My manager fear-mongers me nearly everyday saying LLMs are really good at coding, there are at-most 10 years left to earn as programmer and stuff. The fact he is hasn't touched coding in last 8 years.

He thinks his half-baked trivial ideas translated to code by an overpriced probabilistic system is a breakthrough for his company.

I am non-native english speaker and you would have probably sensed that by now. I often get tasks to write documentations, and every time my manager doesn't understand something, he takes it as a chance to break my confidence saying that you are bad at using LLM for language related tasks because my english is poor.
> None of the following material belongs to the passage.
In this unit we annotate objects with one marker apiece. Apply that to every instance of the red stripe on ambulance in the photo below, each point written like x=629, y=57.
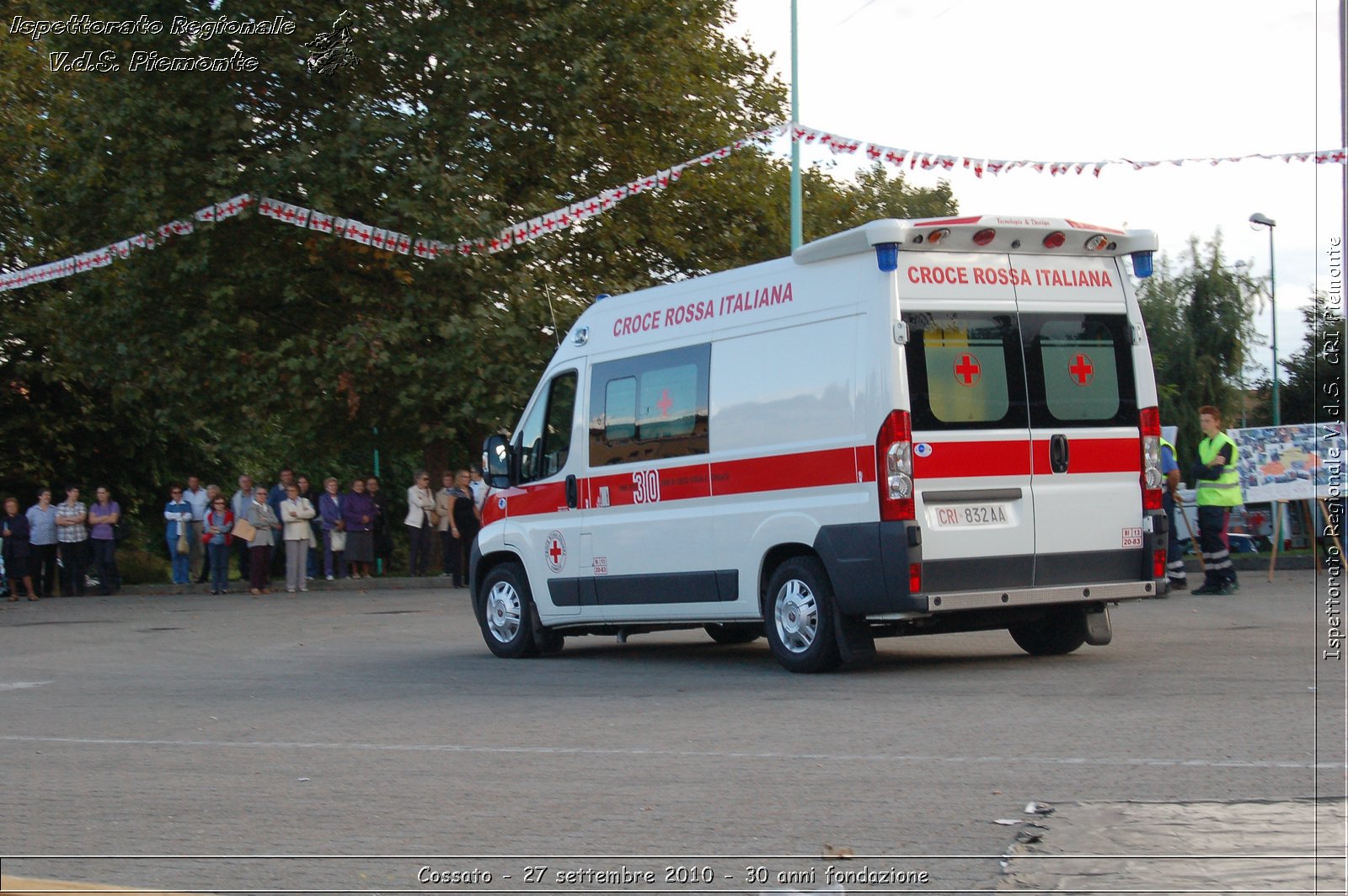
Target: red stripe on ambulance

But (at-least right now) I strongly feel this is just a hype:

- CEOs want to get-rich-quick or they want to increase company profits by "ai-enabling" it and getting salary hikes.

- Companies are hyping this tech to recalibrate engineer salaries that has skyrocketed since covid.

- My manager wants to make me feel replaceable.

If you do not at least have a tool to feed the context of the LLM then you will always have a b*tch of an experience, I believe. We tried out an LLM in our company which had almost no context management. It sucked. Everyone hated it.

Queue copilot (which is arguably likelty not the ultimate toolchain) which can at least read files it needs etc, either explicitly or implicitly, is a whole other ballgame and it works 100x better.